Jesus goes on to affirm that the challenges we face are only temporary, lasting only until the Kingdom of God is manifest in all of its fullness. But until that day comes, it is crucial that we persevere amid all the trials that come our way. That's what your founders did.
In the 47 years since your founding, the Lord has blessed your community with many holy, zealous vocations. You are engaged in pastoral work in more than 60 apostolates in Africa, Europe, Australia, Cuba and in more than 20 states in the United States — in parishes, hospitals, nursing homes and universities.

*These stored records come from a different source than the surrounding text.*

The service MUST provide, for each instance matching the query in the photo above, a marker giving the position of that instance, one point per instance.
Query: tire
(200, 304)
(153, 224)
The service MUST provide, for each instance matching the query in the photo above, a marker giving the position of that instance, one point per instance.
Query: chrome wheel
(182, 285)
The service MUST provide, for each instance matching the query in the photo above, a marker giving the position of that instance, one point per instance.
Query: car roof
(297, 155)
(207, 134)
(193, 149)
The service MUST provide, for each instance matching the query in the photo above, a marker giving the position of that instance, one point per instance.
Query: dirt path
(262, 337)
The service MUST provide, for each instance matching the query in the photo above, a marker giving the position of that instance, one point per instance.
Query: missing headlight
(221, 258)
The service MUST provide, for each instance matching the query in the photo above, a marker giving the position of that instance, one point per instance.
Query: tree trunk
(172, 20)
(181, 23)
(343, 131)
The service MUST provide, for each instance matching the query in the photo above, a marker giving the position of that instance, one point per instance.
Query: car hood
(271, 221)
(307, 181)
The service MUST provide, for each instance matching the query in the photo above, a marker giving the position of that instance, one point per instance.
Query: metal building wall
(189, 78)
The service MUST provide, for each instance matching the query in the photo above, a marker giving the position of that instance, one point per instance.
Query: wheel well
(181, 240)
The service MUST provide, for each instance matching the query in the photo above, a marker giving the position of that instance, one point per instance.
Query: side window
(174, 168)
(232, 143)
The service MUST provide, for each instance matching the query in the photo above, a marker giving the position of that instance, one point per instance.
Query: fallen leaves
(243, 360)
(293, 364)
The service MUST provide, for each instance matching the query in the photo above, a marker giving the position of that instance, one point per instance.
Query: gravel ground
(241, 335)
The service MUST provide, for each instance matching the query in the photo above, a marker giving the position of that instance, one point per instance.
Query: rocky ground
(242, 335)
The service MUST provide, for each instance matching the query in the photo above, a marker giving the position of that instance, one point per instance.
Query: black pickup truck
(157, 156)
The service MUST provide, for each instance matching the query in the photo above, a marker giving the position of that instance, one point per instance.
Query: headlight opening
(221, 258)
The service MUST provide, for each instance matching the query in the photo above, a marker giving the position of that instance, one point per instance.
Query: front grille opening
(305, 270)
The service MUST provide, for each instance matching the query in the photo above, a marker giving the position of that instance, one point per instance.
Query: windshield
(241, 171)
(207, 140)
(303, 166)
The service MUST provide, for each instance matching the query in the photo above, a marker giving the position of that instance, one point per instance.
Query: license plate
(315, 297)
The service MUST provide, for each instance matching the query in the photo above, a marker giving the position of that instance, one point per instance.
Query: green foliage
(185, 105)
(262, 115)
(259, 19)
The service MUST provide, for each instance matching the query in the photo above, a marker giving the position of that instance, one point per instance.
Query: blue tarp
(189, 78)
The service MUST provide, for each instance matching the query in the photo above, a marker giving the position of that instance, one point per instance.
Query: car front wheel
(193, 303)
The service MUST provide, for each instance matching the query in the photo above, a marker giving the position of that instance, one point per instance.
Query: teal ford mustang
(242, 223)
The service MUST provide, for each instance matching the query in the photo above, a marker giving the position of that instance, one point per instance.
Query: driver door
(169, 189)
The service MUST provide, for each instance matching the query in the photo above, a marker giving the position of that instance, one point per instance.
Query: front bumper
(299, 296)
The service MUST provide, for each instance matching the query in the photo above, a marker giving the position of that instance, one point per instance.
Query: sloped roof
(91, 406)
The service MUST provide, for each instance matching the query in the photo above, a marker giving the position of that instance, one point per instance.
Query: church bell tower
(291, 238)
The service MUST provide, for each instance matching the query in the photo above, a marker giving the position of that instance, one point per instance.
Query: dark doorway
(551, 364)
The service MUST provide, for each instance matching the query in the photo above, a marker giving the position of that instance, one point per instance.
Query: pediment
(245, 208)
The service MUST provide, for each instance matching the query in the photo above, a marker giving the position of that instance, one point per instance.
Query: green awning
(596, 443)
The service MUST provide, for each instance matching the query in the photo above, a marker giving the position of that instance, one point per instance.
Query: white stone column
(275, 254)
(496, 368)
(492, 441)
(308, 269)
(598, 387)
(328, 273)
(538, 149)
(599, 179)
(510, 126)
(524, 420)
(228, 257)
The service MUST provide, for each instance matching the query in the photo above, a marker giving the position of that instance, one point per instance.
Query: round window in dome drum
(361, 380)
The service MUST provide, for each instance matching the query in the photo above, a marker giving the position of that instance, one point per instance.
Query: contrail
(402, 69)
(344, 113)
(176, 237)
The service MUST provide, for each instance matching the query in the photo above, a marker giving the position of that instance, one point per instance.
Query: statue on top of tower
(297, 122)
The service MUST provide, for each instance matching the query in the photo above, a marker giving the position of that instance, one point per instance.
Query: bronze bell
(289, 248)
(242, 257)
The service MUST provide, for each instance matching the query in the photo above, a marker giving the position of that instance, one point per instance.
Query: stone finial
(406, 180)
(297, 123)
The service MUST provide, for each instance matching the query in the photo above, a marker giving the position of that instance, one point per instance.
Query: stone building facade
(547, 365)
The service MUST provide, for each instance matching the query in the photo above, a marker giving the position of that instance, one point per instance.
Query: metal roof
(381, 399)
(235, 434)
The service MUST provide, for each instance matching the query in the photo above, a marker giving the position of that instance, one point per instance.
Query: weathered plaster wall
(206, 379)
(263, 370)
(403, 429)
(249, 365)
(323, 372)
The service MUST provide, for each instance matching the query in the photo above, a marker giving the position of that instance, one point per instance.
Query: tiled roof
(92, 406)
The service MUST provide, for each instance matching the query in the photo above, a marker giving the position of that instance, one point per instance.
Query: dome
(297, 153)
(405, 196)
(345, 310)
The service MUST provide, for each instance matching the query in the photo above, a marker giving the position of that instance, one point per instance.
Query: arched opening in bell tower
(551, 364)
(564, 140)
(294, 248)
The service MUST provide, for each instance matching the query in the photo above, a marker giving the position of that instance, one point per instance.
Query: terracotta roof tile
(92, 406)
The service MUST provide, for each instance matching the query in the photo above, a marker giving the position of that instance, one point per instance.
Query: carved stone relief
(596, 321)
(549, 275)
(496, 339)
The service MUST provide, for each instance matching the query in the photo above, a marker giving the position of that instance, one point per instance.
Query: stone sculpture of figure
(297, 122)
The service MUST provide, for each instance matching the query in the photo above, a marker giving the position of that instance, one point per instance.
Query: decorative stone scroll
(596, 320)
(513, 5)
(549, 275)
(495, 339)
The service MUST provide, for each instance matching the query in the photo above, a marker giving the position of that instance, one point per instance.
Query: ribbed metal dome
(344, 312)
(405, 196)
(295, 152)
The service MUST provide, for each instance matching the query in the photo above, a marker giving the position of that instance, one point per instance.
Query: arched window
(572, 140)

As you prepare for your 50th anniversary in 2018, I remind you that in 2008 you celebrated your 40th anniversary with the theme: "I Will Be With You Always" from Matthew 28:20. It was with this assurance that Jesus commissioned his Apostles to go and bring the Good News to the ends of the earth, and you have journeyed to the ends of the earth, to a land unknown in Jesus' time to do just that.
You are missionaries called to continue the mission of Jesus, so that all the fish that you collect in your net — your parish, your apostolate — "may have life and have it in abundance" (John 10:10).